Signed-off-by: Gilles Peskine <Gilles.Peskine@arm.com>

library/ssl_tls.c

@@ -6098,6 +6098,11 @@ void mbedtls_ssl_config_init( mbedtls_ssl_config *conf )
 }
 
 #if defined(MBEDTLS_KEY_EXCHANGE_WITH_CERT_ENABLED)
+/* The selection should be the same as mbedtls_x509_crt_profile_default in
+ * x509_crt.c. Here, the order matters: larger hashes first, for consistency
+ * with curves.
+ * See the documentation of mbedtls_ssl_conf_curves() for what we promise
+ * about this list. */
 static int ssl_preset_default_hashes[] = {
 #if defined(MBEDTLS_SHA512_C)
     MBEDTLS_MD_SHA512,
@@ -6107,17 +6112,50 @@ static int ssl_preset_default_hashes[] = {
 #endif
 #if defined(MBEDTLS_SHA256_C)
     MBEDTLS_MD_SHA256,
-#endif
-#if defined(MBEDTLS_SHA224_C)
-    MBEDTLS_MD_SHA224,
-#endif
-#if defined(MBEDTLS_SHA1_C) && defined(MBEDTLS_TLS_DEFAULT_ALLOW_SHA1_IN_KEY_EXCHANGE)
-    MBEDTLS_MD_SHA1,
 #endif
     MBEDTLS_MD_NONE
 };
 #endif
 
+#if defined(MBEDTLS_ECP_C)
+/* The selection should be the same as mbedtls_x509_crt_profile_default in
+ * x509_crt.c, plus Montgomery curves for ECDHE. Here, the order matters:
+ * larger curves first, like ecp_supported_curves in ecp.c.

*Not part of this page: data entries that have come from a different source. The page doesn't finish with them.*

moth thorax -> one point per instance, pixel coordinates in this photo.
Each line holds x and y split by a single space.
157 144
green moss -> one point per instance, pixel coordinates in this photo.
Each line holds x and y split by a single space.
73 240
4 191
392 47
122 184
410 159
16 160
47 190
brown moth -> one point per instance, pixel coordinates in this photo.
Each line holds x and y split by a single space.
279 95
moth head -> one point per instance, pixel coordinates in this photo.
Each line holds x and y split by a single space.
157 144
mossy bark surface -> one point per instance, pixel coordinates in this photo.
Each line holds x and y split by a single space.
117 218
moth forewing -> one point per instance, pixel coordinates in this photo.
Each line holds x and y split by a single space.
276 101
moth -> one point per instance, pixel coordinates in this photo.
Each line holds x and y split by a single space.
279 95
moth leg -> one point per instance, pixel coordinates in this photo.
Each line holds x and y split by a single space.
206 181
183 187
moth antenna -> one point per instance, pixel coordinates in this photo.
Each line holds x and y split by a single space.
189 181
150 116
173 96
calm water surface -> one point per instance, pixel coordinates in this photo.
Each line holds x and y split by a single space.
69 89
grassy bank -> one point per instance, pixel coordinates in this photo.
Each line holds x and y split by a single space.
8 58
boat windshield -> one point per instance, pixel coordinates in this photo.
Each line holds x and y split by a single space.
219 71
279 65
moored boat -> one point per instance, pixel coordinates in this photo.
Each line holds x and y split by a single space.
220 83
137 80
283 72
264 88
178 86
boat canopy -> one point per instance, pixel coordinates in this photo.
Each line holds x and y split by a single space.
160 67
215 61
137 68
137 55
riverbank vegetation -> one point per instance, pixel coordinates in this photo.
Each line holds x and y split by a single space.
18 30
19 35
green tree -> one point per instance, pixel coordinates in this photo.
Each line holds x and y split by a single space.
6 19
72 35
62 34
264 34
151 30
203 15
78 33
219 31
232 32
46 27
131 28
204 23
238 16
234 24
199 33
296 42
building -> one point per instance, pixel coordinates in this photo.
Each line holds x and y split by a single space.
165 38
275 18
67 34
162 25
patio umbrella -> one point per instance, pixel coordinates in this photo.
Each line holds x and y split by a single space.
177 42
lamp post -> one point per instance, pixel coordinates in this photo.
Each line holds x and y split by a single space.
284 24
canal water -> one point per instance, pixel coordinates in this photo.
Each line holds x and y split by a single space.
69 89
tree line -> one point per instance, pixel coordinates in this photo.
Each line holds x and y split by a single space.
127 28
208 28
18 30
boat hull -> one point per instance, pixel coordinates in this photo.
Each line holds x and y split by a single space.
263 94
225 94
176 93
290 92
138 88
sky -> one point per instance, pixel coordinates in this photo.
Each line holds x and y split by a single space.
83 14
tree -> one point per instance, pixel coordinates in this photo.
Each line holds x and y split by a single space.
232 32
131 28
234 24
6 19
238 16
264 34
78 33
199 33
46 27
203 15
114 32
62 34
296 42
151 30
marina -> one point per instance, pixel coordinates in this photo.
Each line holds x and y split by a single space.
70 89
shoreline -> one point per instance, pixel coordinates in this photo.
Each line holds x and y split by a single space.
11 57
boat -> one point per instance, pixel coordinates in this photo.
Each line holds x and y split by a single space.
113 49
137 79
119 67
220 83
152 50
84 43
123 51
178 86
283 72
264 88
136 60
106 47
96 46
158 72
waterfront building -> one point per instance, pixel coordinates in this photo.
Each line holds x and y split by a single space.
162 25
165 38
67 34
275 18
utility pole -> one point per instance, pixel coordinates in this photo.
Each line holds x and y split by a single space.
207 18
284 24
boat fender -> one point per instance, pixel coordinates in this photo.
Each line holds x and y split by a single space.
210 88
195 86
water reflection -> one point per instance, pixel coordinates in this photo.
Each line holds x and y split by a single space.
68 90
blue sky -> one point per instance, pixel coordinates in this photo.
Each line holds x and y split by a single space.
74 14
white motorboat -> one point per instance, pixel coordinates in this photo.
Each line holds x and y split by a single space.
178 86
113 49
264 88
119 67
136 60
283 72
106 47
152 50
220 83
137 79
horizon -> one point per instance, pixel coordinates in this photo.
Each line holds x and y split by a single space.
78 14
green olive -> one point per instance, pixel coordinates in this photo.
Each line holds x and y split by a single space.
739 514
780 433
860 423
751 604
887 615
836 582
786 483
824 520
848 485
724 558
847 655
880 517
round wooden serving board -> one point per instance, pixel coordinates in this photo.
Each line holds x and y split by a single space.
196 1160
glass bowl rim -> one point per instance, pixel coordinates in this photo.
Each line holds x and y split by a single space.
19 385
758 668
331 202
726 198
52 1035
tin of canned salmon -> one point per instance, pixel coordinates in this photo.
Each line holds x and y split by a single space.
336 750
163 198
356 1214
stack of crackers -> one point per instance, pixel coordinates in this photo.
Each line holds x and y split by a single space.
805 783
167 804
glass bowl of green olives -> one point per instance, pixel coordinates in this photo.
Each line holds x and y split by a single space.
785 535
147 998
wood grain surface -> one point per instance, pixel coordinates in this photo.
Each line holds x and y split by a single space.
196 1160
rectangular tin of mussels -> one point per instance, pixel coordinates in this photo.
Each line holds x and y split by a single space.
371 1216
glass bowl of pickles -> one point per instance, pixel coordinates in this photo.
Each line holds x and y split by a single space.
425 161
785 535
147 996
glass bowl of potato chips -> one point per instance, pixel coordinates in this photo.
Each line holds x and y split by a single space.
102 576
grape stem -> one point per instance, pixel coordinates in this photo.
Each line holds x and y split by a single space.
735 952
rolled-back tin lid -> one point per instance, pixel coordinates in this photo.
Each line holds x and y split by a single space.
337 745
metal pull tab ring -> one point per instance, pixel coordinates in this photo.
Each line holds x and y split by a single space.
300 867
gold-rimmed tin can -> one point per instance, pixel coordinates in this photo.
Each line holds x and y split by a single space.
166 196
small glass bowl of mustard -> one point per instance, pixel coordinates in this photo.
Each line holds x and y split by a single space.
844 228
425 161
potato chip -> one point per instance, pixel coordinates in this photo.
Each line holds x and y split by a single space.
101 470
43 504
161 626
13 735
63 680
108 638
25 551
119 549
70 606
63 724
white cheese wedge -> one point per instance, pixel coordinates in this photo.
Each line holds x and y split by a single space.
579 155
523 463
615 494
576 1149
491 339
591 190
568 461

+ * See the documentation of mbedtls_ssl_conf_curves() for what we promise
+ * about this list. */
+static mbedtls_ecp_group_id ssl_preset_default_curves[] = {
+#if defined(MBEDTLS_ECP_DP_SECP521R1_ENABLED)
+    MBEDTLS_ECP_DP_SECP521R1,
+#endif
+#if defined(MBEDTLS_ECP_DP_BP512R1_ENABLED)
+    MBEDTLS_ECP_DP_BP512R1,
+#endif
+#if defined(MBEDTLS_ECP_DP_CURVE448_ENABLED)
+    MBEDTLS_ECP_DP_CURVE448,
+#endif
+#if defined(MBEDTLS_ECP_DP_SECP384R1_ENABLED)
+    MBEDTLS_ECP_DP_SECP384R1,
+#endif
+#if defined(MBEDTLS_ECP_DP_BP384R1_ENABLED)
+    MBEDTLS_ECP_DP_BP384R1,
+#endif
+#if defined(MBEDTLS_ECP_DP_CURVE25519_ENABLED)
+    // Positioned in the list as a fast 256-bit curve, not as a 255-bit curve
+    MBEDTLS_ECP_DP_CURVE25519,
+#endif
+#if defined(MBEDTLS_ECP_DP_SECP256R1_ENABLED)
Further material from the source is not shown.